Essential New Music: Decoy With Joe McPhee’s “AC/DC”

Photo by Dawid Laskowski

AC/DC has performed “Back In Black” many times, but Joe McPhee, who was born before any of those guys were, is back, black and looking quite fine in any classic-rock T-shirt that he pleases. On May 10, 2019, just six months before his 80th birthday, his chosen attire happened to be an AC/DC shirt, but it also said “Iron Man,” and you can be quite sure that he had the legacy of Eric Dolphy in mind when he picked it out. 

Like Dolphy, McPhee brings a variety of horns to any gig; for this one, it was a pocket trumpet and a tenor saxophone. And like Dolphy, he plays them fluently, wildly and lyrically enough to sing along with the birds. While no winged creatures joined him onstage at London’s Café Oto that night, Hammond organist Alex Hawkins represents their voices quite persuasively at several points during the two complete sets reproduced on this marvelous album.

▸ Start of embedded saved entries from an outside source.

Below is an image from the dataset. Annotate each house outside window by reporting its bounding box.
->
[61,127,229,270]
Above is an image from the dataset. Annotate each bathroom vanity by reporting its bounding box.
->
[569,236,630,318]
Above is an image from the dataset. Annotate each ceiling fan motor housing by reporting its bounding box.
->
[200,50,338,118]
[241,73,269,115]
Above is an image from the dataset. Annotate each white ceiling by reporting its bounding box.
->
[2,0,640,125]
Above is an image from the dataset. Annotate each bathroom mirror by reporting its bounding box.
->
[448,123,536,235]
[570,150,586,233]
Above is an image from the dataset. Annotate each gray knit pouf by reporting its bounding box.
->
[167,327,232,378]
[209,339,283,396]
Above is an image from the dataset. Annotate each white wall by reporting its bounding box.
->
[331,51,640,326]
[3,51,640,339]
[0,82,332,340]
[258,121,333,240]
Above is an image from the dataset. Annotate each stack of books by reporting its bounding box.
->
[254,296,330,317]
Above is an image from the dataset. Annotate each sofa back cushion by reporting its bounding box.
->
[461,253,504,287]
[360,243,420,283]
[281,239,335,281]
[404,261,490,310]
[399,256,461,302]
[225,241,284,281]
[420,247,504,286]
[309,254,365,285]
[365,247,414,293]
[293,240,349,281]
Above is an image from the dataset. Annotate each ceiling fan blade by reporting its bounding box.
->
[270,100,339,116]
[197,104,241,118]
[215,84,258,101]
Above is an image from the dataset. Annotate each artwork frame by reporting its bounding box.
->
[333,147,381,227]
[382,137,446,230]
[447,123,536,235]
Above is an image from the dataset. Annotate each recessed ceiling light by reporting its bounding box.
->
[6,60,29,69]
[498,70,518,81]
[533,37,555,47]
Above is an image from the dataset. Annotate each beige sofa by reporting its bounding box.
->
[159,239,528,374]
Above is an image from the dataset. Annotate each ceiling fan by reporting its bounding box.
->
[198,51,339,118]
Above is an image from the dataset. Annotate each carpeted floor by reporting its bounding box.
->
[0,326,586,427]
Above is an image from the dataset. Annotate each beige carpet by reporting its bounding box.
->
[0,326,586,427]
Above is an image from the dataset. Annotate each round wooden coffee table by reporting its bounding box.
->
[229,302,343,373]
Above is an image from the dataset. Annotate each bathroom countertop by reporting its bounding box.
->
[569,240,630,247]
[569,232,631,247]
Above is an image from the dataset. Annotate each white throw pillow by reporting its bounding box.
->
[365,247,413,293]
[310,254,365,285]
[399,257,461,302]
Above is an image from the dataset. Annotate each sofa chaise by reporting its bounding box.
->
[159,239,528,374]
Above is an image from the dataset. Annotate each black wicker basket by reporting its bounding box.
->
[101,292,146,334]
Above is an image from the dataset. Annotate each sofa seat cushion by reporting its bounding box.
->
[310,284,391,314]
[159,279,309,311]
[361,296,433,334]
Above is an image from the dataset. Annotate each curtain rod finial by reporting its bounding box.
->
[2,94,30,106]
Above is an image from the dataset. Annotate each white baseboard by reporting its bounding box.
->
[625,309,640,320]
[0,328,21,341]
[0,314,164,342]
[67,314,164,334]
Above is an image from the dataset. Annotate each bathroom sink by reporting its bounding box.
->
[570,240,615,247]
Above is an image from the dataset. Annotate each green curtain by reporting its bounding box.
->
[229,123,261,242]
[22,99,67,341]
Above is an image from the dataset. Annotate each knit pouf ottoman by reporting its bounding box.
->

Hawkins opens “AC” with insistent, pecking notes while McPhee, bassist John Edwards and drummer Steve Noble loft streams of sound dense enough to baffle ground control’s radar in broad, banking arcs around the organist’s ground zero. But because flight means that you don’t stay in one place for long, they barnstorm through a quick history of jazz and its sibling sounds, taking in muscular modal bop, starburst free-form interludes and unabashedly swaggering blues. Like Dolphy’s Iron Man, this music makes no apologies for its ambition, erudition and passion. And like AC/DC, it kicks ass.